Typically, these are some of the most common, short function words, such as:
- the
- is
- at
- which
- and
- on
etc.
In SmartHub, the list of stop words is used when processing query text to obtain the keywords that will be highlighted in the SmartPreviews document viewer.
Because any group of words can be chosen as stop words for a given purpose, the user can configure the list of stop words as they desire.
How to Configure StopWords
StopWords lists can be found under <SmartHubFolder>\LanguageDetails\StopWords.
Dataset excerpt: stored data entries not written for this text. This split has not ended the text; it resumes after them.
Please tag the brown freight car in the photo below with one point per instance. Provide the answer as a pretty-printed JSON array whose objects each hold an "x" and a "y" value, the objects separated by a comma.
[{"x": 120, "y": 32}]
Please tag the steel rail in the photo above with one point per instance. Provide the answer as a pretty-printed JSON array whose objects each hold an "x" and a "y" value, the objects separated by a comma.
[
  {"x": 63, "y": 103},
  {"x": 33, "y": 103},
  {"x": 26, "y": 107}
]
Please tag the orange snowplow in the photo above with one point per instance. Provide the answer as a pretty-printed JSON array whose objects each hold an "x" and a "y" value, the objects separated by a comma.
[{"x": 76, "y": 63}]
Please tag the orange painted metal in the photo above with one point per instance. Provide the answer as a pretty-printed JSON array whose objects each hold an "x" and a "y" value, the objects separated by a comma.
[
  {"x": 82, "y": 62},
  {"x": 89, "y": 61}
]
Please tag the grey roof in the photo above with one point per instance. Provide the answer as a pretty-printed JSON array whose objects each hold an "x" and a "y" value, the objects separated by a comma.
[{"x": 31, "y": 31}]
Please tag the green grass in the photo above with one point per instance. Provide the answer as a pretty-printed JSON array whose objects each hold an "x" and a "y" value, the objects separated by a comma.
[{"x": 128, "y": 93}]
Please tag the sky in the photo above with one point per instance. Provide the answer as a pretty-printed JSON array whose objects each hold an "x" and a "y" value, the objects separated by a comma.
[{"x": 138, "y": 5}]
- For each language that has stop words, there must be a .txt file named with the language code that corresponds to the language.
- For example:
- en-US.txt for English
- fr-FR.txt for French
- de-DE.txt for German
and so on.
- For example:
By default, in the StopWords folder, the en-US.txt file contains the stop words list for the English language:
i me my myself we our ours ourselves you your yours yourself yourselves he him his himself she her hers herself it its itself they them their theirs themselves what which who whom this that these those am is are was were be been being have has had having do does did doing a an the and but if or because as until while of at by for with about against between into through during before after above below to from up down in out on off over under again further then once here there when where why how all any both each few more most other some such no nor not only own same so than too very s t can will just don should now
How to Modify StopWords Files
The default files are overwritten every time SmartHub is updated, therefore if you want to modify them, take the following steps:
- Create a copy of the file.
- Rename it to <language-code>.custom.txt
- Modify the new file.
Example
For example, to add or remove stop words for the English language:
- Copy the file en-US.txt.
- Rename the file to en-US.custom.txt
- Modify the file as you desire.
StopWords are cached for 24 hours, therefore every time you modify the StopWords files you have to perform an iisreset.